Coming in the wake of an announcement by the U.S. Department of Energy (DOE) that it had shipped a half-ton of weapons-grade plutonium into the state sometime last year, Attorney General Aaron Ford announced Thursday that his office has filed a motion in federal District Court to prevent future shipments to the state, pending an appeal to the Ninth Circuit Court of Appeals.
The motion requests that the court prevent the DOE from shipping any plutonium to Nevada while the State’s preliminary injunction appeal is pending. The motion also requests that the court enter an interim injunction to prevent future shipments to the Nevada National Security Site while Nevada renews its request for an injunction.

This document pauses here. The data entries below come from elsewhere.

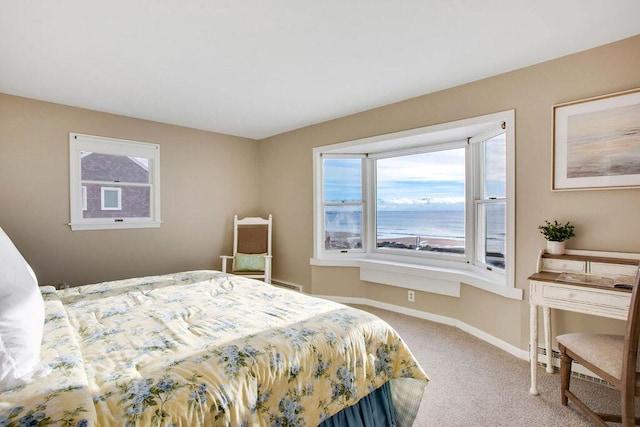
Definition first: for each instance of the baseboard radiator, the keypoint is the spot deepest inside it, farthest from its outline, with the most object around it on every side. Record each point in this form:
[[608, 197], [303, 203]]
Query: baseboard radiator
[[286, 285]]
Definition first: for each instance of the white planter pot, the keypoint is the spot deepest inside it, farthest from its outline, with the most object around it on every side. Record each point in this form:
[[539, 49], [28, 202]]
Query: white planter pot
[[555, 248]]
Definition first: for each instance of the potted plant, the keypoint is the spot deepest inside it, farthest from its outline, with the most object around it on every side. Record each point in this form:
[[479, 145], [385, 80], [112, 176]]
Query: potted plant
[[556, 234]]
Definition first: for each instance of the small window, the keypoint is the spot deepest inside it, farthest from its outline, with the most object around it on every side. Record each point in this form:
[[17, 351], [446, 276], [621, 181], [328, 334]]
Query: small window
[[343, 204], [114, 183]]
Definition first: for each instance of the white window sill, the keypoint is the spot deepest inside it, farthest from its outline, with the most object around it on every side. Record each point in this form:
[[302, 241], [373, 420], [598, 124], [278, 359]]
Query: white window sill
[[426, 278]]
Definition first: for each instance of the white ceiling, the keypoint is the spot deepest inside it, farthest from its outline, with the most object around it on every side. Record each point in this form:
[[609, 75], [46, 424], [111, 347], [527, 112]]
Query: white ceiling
[[257, 68]]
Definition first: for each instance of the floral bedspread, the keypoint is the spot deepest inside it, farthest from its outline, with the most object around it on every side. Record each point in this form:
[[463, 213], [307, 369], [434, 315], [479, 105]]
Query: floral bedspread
[[207, 348]]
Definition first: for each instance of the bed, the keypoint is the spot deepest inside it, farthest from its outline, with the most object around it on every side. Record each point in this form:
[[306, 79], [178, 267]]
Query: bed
[[203, 348]]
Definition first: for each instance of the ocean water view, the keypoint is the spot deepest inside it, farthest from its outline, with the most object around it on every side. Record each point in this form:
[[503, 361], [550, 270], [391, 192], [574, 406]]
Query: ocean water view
[[404, 228]]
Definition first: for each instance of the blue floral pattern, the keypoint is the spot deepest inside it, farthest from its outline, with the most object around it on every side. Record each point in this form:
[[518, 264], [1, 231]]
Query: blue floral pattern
[[204, 348]]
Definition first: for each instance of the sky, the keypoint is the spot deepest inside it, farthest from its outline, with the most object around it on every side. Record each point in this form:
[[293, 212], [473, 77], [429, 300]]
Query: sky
[[428, 181]]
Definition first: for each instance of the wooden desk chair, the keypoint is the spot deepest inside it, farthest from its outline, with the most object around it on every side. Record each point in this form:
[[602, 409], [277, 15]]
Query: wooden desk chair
[[612, 357], [251, 248]]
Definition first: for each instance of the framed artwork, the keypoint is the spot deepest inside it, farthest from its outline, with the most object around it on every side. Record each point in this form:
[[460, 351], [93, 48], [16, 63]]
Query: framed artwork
[[596, 142]]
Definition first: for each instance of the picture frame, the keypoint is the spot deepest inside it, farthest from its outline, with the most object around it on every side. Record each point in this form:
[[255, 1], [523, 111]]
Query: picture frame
[[596, 142]]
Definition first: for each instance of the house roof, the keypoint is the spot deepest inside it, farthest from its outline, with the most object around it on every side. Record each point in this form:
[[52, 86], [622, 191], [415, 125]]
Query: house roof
[[258, 68]]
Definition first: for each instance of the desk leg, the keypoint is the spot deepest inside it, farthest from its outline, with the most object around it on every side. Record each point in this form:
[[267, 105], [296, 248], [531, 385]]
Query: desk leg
[[546, 314], [533, 347]]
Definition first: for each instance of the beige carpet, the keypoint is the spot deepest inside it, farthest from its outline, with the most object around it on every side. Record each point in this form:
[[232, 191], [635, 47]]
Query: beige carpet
[[476, 384]]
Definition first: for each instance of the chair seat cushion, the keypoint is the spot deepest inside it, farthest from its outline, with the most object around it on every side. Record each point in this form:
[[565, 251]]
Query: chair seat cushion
[[249, 262]]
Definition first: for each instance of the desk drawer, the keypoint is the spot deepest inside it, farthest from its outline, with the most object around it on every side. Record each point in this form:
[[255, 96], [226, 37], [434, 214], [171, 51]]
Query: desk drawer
[[598, 302], [613, 269], [563, 265]]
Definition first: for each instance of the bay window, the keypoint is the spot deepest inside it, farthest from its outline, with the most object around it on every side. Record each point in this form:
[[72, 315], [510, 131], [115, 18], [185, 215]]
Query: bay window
[[435, 203]]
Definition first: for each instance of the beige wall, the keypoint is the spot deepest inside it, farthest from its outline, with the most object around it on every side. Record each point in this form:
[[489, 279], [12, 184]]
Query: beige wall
[[605, 220], [205, 179]]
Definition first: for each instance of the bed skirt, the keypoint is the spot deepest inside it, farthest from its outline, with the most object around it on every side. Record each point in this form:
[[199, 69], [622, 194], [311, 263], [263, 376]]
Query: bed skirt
[[375, 409]]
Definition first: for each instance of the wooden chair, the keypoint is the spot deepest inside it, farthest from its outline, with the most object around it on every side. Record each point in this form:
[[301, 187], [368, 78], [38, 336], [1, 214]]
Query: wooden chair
[[612, 357], [251, 248]]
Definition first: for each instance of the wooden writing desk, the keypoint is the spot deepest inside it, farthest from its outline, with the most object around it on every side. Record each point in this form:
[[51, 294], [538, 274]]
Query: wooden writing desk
[[549, 288]]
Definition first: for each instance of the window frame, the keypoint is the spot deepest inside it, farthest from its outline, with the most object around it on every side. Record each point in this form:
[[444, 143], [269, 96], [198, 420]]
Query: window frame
[[79, 143], [438, 274]]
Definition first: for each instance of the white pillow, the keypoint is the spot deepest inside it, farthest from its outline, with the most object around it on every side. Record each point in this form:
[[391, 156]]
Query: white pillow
[[21, 319]]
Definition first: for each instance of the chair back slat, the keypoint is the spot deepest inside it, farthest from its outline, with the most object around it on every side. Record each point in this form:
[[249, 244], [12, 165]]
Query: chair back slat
[[630, 357], [253, 239]]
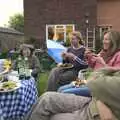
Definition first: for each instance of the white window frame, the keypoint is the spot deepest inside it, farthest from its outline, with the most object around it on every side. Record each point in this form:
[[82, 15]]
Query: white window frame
[[55, 25]]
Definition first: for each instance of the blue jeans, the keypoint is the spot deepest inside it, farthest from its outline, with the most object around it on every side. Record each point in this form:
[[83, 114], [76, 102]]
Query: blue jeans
[[70, 88]]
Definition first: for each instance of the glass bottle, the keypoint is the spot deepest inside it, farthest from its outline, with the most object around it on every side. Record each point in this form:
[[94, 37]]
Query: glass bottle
[[27, 70], [21, 70]]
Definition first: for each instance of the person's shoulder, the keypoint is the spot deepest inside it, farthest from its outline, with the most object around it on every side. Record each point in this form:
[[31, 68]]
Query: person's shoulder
[[117, 53]]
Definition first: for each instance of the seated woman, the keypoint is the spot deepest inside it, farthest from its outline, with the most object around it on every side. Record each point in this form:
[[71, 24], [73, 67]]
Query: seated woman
[[27, 51], [60, 76], [103, 106], [108, 57]]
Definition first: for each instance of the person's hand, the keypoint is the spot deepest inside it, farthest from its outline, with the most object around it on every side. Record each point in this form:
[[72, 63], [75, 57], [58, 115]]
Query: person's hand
[[104, 111], [100, 60], [64, 55], [59, 64], [71, 56]]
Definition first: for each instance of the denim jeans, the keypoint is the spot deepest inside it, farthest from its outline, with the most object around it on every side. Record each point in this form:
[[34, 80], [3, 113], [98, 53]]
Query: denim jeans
[[83, 90]]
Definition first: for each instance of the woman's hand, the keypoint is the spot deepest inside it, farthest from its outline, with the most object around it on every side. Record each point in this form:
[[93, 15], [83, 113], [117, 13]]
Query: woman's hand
[[104, 111], [100, 60], [67, 55]]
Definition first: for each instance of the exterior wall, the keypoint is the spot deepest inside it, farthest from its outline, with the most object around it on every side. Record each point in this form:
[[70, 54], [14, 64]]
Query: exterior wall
[[108, 13], [38, 13], [10, 41]]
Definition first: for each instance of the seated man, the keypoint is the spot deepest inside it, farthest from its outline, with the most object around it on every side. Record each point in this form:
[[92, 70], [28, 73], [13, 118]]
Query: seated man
[[103, 106]]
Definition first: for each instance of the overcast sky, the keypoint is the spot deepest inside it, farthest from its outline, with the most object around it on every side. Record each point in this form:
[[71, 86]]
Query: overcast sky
[[9, 8]]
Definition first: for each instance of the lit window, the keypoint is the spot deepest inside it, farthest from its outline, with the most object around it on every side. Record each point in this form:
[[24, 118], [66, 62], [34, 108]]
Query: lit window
[[59, 32]]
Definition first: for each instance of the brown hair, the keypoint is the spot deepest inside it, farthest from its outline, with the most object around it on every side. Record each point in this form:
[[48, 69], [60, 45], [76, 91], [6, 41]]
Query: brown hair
[[78, 36]]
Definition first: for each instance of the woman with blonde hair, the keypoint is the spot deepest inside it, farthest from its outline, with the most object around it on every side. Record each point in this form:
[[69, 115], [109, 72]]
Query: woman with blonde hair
[[60, 76]]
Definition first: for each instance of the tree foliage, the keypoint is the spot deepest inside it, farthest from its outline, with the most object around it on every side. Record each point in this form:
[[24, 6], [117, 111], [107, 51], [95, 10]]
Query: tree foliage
[[17, 22]]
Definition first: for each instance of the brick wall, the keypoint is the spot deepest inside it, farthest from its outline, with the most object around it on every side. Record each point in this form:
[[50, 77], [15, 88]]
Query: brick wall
[[38, 13], [9, 41]]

The recent plutonium shipments to the Nevada National Security Site were undertaken to comply with an order issued by the U.S. District Court in South Carolina. According to Ford’s motion, the South Carolina injunction mandates additional shipments from the Savannah River Site. The motion argues that the DOE’s Supplemental Analysis confirms that the DOE intends to ship an additional half-ton of plutonium in the near future.
“Without interim relief, the DOE could do again what it has done before—surreptitiously ship additional plutonium to Nevada—before the Ninth Circuit has the opportunity to consider the important statewide and national interests at stake in this,” reads the motion.

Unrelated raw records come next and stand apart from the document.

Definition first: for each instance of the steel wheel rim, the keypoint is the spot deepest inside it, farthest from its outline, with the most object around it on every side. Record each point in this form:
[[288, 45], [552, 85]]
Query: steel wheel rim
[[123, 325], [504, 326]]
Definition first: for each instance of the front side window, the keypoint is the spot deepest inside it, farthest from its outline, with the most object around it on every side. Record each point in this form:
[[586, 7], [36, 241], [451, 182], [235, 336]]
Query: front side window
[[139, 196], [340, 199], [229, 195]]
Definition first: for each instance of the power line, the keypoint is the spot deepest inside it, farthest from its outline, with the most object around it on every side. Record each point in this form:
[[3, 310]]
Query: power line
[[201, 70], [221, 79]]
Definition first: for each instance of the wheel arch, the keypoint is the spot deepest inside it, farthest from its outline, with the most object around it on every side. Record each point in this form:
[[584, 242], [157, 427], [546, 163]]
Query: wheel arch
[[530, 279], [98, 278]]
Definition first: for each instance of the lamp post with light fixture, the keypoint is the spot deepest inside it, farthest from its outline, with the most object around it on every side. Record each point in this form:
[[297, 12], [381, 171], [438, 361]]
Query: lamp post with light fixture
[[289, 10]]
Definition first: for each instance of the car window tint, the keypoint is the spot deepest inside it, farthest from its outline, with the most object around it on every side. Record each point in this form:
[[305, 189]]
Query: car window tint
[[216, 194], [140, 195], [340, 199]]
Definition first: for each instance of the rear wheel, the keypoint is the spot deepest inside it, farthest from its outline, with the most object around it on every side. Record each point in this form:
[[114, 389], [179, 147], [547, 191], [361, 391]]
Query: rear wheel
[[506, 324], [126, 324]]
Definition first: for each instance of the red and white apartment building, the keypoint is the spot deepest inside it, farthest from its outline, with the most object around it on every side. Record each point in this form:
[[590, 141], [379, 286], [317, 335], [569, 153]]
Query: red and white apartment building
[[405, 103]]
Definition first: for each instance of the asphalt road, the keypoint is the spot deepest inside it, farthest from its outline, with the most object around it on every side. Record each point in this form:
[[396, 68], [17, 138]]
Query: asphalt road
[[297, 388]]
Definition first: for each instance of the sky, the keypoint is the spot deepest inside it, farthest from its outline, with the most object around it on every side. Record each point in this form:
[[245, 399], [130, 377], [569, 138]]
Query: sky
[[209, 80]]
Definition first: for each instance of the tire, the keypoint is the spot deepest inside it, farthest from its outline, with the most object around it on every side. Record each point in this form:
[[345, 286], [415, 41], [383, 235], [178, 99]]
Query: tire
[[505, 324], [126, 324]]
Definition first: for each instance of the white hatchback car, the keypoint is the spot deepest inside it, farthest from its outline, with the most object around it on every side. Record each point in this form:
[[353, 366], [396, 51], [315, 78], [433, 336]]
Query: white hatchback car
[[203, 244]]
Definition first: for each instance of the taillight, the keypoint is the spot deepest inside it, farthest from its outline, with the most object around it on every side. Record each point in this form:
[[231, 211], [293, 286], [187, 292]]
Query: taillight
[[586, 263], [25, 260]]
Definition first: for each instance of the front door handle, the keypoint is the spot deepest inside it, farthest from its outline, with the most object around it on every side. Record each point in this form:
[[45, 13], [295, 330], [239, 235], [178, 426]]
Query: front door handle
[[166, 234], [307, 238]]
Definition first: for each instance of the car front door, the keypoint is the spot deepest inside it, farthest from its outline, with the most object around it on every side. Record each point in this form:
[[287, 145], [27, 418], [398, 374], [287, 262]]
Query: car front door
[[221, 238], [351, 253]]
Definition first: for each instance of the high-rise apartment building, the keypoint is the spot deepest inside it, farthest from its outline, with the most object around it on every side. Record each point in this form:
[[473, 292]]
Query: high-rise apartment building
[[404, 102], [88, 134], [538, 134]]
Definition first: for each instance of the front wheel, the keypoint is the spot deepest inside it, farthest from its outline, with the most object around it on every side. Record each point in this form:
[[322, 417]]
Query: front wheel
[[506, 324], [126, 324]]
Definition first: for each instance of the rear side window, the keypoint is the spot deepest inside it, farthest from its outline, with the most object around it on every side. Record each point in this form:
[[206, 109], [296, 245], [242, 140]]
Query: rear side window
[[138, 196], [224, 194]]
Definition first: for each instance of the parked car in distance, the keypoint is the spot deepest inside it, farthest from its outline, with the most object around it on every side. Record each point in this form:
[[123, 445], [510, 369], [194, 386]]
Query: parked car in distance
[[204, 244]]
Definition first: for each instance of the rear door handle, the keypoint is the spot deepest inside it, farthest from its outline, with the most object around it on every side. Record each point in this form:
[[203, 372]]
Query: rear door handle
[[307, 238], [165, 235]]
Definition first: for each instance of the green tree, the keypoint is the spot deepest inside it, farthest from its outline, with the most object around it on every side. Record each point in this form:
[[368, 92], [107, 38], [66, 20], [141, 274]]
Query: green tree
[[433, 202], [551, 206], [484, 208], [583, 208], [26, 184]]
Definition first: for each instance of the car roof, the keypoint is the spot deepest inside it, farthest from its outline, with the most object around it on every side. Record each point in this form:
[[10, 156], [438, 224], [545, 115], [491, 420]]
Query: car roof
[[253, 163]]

“Today’s motion represents another step in our aggressive, multifaceted legal strategy to prevent Nevada from becoming a parking lot for nuclear weapons and waste,” Ford said in a statement. “When the Department of Energy takes unilateral action to ship dangerous material to Nevada, it robs the state of our ability to prepare for the risks associated with transporting and storing plutonium. Frankly, the Department of Energy has lost all credibility and trust, and its assurances that it will not ship any plutonium in the future aren’t worth the paper they’re written on.”
In particular, argues the motion, the DOE must consider how such a shipment might impact Las Vegas, the economic center of the Nevada’s economy.

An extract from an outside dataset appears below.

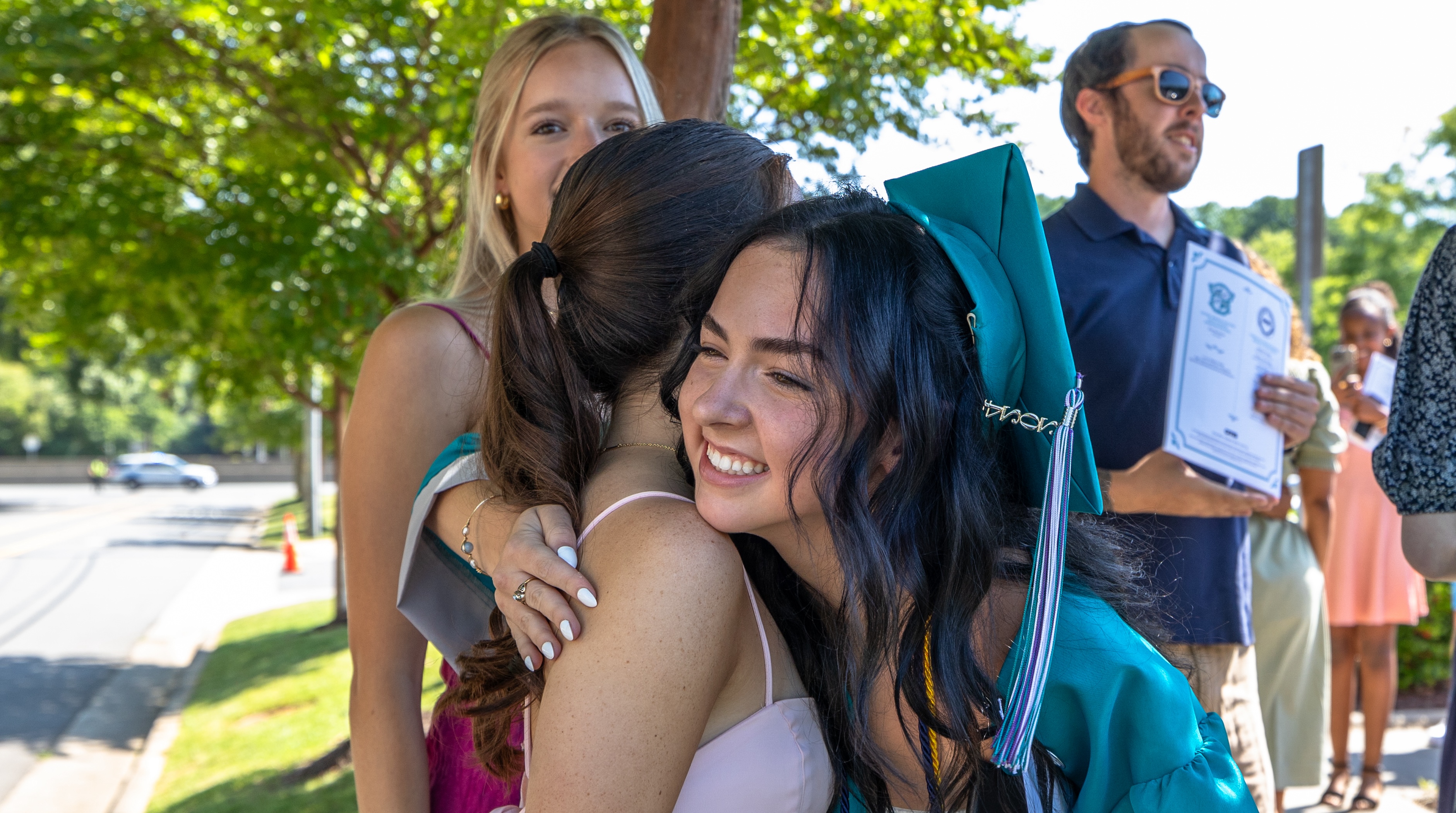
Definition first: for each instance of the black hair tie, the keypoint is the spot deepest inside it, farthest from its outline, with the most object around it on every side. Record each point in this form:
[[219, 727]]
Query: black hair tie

In November, Nevada filed a request in a Reno federal court for an injunction to block a shipment of plutonium from South Carolina to the Nevada National Security Site, which is often referred to by its former name, the Nevada Test Site, but according to a filing by the DOE the shipment was already made prior to Nevada’s injunction.
Approximately half a metric ton of plutonium was shipped from the Savannah River Site in South Carolina to the Nevada National Security Site (NNSS), located approximately 65 miles northwest of Las Vegas, in compliance with an injunction issued by the U.S. District Court in South Carolina. According to the filing, the precise date was not revealed due to “operational security” but was done before November, meaning “prior to the initiation of the litigation.”
In response to the backlash from Nevada lawmakers, the Energy Department said in a statement it was “inaccurate to state that the Members of the Nevada delegation were not informed of this movement,” adding that the department “was as transparent as operational security would permit.”
Efforts to notify state officials representing Nevada of the planned movement ahead of time were made as early as August 2018 when NNSA publicly released the plan in a Supplement Analysis, according to the DOE.
“My administration continues to aggressively pursue every legal tool available to fight back against the Department of Energy’s disregard for the State of Nevada’s sovereignty,” added Governor Steve Sisolak in a statement. “Just last month, we met the Department in federal court to discuss our motion for an injunction on its plans to ship half a metric ton of weapons-grade plutonium to our state. Come to find out, that very shipment had already taken place, something the Department failed to disclose to the state and the federal court. Today, the state filed another motion to prevent the Department from pulling this despicable stunt again while the Ninth Circuit considers our appeal.”